Do not load any apps or software into the audio system using the App Installer icon; it could lead to unwanted system operation."
Thanks, Zrog. That's exactly the kind of info I was seeking. Seems that the lack of detailed knowledge by dealer sales people about the robust features of these trucks is pretty common. Lots of reasons we can speculate about why this is true, but nevertheless it is what it is.

Funny anecdote . . . a few months ago when we had our then G1 in for the airbag replacement, I just tested the waters on the showroom floor. I started asking some questions about the G2's GCWR, GVWR, payload, tongue weight specs, etc (since these are all highly relevant to towing our travel trailer). Well, the sales guy was all of a sudden in way over his head, and he just confessed that I knew more about the truck than he did (not at all true overall, but yes in this focused area).

My point is that this is a sad commentary on how Honda has handled marketing and sales of both the G2 and our beloved former G1. Throw in the lack of dedicated line time in G2 manufacturing, the suspected thin resources for its design/development, virtual zero visibility in their advertising, the above noted lack of detailed knowledge on the part of dealer staff and the pattern seems to be clear and confirming of what many on this forum have said in the past . . . Honda's management just hasn't made the Ridgeline an important priority.
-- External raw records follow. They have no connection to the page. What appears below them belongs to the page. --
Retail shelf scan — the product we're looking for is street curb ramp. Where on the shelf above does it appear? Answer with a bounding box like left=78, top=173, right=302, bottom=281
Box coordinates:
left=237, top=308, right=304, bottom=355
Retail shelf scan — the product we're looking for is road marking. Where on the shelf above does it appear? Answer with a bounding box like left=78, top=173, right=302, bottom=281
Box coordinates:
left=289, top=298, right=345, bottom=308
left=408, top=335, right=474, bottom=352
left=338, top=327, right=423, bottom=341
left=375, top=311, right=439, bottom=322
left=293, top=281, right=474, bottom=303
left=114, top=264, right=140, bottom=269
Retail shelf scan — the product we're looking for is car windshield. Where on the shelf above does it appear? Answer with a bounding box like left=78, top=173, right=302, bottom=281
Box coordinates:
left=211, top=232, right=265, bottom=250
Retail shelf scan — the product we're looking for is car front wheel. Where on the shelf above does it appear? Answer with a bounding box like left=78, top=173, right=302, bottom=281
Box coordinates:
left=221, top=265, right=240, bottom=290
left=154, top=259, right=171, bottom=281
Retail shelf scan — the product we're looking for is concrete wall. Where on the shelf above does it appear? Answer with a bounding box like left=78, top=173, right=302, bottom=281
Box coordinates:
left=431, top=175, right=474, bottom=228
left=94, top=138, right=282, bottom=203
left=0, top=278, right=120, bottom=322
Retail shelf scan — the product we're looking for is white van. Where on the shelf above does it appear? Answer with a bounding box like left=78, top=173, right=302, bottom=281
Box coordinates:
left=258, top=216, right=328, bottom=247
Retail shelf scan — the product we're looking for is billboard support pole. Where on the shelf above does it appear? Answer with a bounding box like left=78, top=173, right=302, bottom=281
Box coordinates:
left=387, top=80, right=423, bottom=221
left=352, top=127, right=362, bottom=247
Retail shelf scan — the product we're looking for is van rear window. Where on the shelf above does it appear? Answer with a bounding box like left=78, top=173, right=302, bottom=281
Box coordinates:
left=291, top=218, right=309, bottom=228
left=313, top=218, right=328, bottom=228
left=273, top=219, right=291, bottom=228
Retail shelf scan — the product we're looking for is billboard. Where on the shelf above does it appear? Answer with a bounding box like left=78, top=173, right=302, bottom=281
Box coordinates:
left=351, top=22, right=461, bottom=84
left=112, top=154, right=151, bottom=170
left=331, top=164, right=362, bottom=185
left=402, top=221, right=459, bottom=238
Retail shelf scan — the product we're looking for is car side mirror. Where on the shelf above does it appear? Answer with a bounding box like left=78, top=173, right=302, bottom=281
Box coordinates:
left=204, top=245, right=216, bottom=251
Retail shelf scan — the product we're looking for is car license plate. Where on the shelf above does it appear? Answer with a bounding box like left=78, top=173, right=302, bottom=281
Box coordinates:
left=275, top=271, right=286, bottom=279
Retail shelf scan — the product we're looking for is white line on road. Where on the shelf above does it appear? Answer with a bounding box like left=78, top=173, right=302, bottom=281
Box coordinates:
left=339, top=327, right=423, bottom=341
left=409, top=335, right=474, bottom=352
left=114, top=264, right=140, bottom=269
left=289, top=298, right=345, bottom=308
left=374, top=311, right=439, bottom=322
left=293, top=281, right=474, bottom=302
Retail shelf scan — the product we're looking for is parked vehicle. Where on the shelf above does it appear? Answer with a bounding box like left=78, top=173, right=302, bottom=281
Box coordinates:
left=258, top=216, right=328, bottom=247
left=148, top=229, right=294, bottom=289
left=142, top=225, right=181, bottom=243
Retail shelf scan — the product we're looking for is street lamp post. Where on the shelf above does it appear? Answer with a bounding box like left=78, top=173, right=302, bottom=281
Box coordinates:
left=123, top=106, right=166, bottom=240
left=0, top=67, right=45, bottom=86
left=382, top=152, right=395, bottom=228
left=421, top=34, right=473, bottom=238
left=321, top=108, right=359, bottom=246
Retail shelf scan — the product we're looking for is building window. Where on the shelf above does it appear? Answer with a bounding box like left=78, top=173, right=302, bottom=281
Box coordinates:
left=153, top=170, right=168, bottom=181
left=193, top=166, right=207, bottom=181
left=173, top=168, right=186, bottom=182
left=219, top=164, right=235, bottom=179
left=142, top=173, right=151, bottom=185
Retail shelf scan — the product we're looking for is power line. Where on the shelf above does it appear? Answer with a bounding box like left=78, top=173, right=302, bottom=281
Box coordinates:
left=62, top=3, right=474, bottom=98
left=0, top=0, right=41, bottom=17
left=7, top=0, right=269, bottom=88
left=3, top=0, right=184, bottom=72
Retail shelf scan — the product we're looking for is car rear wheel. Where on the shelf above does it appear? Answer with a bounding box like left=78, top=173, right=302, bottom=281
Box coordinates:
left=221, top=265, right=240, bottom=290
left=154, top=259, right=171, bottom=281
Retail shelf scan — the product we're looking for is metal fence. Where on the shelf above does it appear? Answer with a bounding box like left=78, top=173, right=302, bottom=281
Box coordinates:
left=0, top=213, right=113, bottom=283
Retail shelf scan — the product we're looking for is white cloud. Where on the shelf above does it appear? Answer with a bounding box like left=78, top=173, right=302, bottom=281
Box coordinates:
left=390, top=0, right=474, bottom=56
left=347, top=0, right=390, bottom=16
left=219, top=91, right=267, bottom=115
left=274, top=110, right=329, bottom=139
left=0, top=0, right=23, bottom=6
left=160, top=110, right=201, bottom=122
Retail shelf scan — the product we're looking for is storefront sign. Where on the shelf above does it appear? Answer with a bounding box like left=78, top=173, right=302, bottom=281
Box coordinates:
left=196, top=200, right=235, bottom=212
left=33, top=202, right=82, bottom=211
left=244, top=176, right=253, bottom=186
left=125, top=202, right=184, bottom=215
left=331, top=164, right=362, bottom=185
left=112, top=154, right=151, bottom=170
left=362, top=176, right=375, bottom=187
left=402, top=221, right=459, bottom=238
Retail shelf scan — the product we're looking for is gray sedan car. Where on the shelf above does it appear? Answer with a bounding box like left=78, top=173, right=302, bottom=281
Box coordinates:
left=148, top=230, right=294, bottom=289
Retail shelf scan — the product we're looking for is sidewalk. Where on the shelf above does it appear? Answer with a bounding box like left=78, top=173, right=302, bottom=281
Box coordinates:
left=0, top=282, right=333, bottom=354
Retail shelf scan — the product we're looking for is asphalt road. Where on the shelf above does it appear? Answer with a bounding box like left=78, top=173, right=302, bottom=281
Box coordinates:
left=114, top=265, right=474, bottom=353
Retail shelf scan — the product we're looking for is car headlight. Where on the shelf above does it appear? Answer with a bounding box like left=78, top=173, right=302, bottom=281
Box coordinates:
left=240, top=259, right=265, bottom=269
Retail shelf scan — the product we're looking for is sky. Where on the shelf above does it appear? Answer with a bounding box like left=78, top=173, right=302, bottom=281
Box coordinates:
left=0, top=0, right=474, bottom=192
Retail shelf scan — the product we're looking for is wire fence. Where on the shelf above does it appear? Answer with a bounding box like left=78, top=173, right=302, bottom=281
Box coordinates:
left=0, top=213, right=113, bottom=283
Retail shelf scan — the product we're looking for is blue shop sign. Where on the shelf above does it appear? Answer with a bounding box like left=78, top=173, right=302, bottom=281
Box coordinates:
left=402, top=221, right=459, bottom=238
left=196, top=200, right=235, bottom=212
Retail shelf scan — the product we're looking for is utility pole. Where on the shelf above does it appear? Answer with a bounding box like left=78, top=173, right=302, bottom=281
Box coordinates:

What's ironic about that is that both the G1 and the G2 are astoundingly capable trucks. Just now remembered that I posted a thread a month or so ago that I called " This Truck Does So Much - So Well " or something like that. And that was about our 2011 RTL. It was prompted by my wife and I talking about how much we appreciated what that truck was able to do for us. And based on what we've learned about our new G2 in this forum and elsewhere, we expect that this truck will be even better in many ways. Maybe Honda's missed opportunity is our gain; perhaps its uniqueness and owner appreciation will help preserve its value. Meanwhile, it's kind of fun to unfold its features to so many who just don't know.

Apologies for the long rant. Guess I was in a "big picture," kind of global mood this morning! Happy New Year.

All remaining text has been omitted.